Any help would be appreciated.
• November 7th 2012, 02:08 PM
Plato
Re: Isomorphic Structures
Quote:

Originally Posted by drg
HGiven a structure A and a bijection g with domain |A|, I have to show that there is a unique structure B such that g is an isomorphism of A onto B.
.

..a structure A what does that term mean?
• November 8th 2012, 01:23 AM
emakarov
Re: Isomorphic Structures
Quote:

Originally Posted by drg
Given a structure A and a bijection g with domain |A| (i.e. the universe of A), I have to show that there is a unique structure B such that g is an isomorphism of A onto B.

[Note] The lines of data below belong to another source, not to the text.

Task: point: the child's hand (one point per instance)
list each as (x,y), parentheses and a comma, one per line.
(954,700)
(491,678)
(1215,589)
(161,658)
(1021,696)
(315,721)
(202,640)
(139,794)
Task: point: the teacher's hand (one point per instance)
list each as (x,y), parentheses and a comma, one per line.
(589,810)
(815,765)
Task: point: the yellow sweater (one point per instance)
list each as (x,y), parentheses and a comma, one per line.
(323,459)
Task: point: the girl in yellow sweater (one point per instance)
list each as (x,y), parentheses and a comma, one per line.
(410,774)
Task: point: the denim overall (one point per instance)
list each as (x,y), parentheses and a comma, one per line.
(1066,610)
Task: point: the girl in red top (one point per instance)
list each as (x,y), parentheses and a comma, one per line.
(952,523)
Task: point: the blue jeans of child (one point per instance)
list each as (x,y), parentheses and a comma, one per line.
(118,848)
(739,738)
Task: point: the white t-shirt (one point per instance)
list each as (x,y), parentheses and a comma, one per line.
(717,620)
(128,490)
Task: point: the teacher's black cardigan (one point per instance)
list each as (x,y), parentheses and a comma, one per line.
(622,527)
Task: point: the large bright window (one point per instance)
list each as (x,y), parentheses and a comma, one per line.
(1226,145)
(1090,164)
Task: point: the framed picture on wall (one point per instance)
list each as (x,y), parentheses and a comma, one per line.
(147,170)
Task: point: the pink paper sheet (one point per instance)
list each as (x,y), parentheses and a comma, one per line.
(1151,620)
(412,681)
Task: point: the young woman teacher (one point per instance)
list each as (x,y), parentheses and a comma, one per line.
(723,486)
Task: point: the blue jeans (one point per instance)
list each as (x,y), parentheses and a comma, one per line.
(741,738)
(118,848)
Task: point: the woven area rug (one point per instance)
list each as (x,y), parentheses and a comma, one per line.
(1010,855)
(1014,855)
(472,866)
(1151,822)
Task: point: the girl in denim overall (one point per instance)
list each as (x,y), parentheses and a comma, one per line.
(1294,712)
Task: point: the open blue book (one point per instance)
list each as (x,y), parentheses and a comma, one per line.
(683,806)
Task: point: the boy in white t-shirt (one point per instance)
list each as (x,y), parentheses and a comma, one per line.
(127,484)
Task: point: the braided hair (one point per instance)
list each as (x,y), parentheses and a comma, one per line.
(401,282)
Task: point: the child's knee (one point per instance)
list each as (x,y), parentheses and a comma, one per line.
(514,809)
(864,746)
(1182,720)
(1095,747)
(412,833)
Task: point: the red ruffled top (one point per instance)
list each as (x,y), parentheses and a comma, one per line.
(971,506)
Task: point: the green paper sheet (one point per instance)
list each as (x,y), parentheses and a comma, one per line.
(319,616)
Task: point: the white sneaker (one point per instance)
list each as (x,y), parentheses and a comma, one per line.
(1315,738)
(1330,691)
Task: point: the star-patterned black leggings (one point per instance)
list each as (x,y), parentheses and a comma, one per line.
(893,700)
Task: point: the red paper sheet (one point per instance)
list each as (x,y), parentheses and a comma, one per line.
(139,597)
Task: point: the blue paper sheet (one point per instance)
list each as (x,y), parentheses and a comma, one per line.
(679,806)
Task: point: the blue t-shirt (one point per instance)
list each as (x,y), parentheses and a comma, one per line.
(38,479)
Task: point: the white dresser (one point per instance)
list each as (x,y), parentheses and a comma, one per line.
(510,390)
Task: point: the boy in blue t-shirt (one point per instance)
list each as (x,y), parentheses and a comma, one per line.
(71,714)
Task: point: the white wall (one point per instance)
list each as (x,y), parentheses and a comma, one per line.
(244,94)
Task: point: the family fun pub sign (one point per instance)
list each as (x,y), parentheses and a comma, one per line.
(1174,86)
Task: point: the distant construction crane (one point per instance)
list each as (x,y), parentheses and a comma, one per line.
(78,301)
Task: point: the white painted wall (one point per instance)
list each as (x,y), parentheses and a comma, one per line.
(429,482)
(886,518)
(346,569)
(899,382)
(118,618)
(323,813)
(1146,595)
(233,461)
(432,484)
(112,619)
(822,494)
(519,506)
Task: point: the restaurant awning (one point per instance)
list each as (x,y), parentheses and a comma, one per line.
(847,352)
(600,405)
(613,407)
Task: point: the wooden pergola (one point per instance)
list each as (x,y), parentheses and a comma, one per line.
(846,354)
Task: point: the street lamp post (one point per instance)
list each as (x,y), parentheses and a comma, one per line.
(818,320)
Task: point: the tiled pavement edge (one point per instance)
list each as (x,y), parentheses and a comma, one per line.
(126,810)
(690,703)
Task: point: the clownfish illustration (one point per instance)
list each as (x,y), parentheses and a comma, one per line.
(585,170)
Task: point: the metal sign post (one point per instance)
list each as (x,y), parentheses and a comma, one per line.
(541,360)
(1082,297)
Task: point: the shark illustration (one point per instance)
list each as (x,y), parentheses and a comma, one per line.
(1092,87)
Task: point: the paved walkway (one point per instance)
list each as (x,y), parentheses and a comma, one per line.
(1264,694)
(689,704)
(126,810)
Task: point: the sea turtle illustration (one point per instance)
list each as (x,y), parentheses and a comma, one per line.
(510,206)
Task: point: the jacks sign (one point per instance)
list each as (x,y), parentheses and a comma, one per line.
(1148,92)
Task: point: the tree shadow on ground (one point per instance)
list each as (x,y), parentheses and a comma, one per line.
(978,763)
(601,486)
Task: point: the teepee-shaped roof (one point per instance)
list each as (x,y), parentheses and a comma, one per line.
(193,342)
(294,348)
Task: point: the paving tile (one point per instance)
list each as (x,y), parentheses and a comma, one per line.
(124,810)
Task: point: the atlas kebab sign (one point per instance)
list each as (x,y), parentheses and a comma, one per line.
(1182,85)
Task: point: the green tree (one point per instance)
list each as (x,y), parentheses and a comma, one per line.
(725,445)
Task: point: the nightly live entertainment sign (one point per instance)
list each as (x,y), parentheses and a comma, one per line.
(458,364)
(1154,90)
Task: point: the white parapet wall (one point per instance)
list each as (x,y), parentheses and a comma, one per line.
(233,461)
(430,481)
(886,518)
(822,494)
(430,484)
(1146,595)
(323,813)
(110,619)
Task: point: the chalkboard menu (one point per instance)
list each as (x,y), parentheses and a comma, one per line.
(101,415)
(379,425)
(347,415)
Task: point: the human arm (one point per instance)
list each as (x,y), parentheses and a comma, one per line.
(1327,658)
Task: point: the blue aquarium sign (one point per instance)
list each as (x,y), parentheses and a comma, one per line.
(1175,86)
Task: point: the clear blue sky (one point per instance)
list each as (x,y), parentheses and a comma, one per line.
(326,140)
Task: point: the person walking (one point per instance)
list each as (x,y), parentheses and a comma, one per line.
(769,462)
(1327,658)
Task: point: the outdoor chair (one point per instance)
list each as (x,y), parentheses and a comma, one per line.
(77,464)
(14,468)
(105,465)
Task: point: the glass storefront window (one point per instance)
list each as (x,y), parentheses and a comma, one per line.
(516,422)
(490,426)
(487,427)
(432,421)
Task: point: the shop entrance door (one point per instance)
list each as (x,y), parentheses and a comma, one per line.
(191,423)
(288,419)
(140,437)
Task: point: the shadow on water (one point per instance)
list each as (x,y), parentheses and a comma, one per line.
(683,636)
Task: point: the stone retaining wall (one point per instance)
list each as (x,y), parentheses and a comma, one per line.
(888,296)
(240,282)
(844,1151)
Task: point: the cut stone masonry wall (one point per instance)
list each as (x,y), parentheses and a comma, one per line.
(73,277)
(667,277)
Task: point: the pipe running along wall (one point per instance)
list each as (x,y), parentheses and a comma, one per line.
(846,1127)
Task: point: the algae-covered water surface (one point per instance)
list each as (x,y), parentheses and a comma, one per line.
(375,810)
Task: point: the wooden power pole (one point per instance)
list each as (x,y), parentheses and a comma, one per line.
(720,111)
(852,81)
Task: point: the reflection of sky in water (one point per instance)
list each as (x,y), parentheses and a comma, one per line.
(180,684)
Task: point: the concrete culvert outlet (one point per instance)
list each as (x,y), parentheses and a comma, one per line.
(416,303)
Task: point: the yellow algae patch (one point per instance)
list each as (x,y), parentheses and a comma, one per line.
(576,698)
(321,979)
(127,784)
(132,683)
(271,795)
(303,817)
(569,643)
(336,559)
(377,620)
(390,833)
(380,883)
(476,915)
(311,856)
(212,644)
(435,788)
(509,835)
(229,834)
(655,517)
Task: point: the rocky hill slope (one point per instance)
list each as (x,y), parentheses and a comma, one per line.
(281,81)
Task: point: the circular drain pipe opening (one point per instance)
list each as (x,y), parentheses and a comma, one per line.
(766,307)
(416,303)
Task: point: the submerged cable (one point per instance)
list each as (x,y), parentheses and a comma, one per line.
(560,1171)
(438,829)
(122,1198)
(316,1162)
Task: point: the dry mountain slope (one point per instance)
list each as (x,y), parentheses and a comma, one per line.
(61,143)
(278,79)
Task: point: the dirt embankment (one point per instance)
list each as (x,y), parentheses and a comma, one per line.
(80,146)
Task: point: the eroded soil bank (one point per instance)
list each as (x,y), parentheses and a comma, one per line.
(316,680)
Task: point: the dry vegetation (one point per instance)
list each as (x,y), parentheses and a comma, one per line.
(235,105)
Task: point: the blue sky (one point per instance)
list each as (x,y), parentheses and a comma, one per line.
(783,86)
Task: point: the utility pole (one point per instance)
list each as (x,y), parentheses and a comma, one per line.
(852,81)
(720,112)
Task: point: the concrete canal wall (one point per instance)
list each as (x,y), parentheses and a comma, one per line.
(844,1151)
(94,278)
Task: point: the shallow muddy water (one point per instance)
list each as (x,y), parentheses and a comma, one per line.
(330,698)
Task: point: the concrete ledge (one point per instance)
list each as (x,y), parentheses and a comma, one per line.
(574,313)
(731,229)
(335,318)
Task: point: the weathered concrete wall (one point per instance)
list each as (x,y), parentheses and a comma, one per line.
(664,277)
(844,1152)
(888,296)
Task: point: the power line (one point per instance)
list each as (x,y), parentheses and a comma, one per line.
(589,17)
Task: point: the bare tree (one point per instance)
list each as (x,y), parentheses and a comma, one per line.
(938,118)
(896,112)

I believe this is a better link that explains what a structure is in the context of mathematical logic.

If I understand correctly, g is an isomorphism between A and B if

(1) g is a bijection between |A| and |B|,
(2) for every functional symbol f and every $\vec{a}\in |A|$ it is the case that $g(f^A(\vec{a}))=f^B(g(\vec{a}))$, and
(3) for every predicate symbol R and every $\vec{a}\in |A|$ it is the case that $R^A(\vec{a})$ iff $R^B(g(\vec{a}))$.

The universe of B must be the image of g. We need to show that there exists one and only one interpretation of functional and predicate symbols on |B| such that g is an isomorphism. Well, this interpretation is uniquely determined by properties (2) and (3).
• November 8th 2012, 05:49 PM
drg
Re: Isomorphic Structures
Quote:

Originally Posted by emakarov
I believe this is a better link that explains what a structure is in the context of mathematical logic.

If I understand correctly, g is an isomorphism between A and B if

(1) g is a bijection between |A| and |B|,
(2) for every functional symbol f and every $\vec{a}\in |A|$ it is the case that $g(f^A(\vec{a}))=f^B(g(\vec{a}))$, and
(3) for every predicate symbol R and every $\vec{a}\in |A|$ it is the case that $R^A(\vec{a})$ iff $R^B(g(\vec{a}))$.

The universe of B must be the image of g. We need to show that there exists one and only one interpretation of functional and predicate symbols on |B| such that g is an isomorphism. Well, this interpretation is uniquely determined by properties (2) and (3).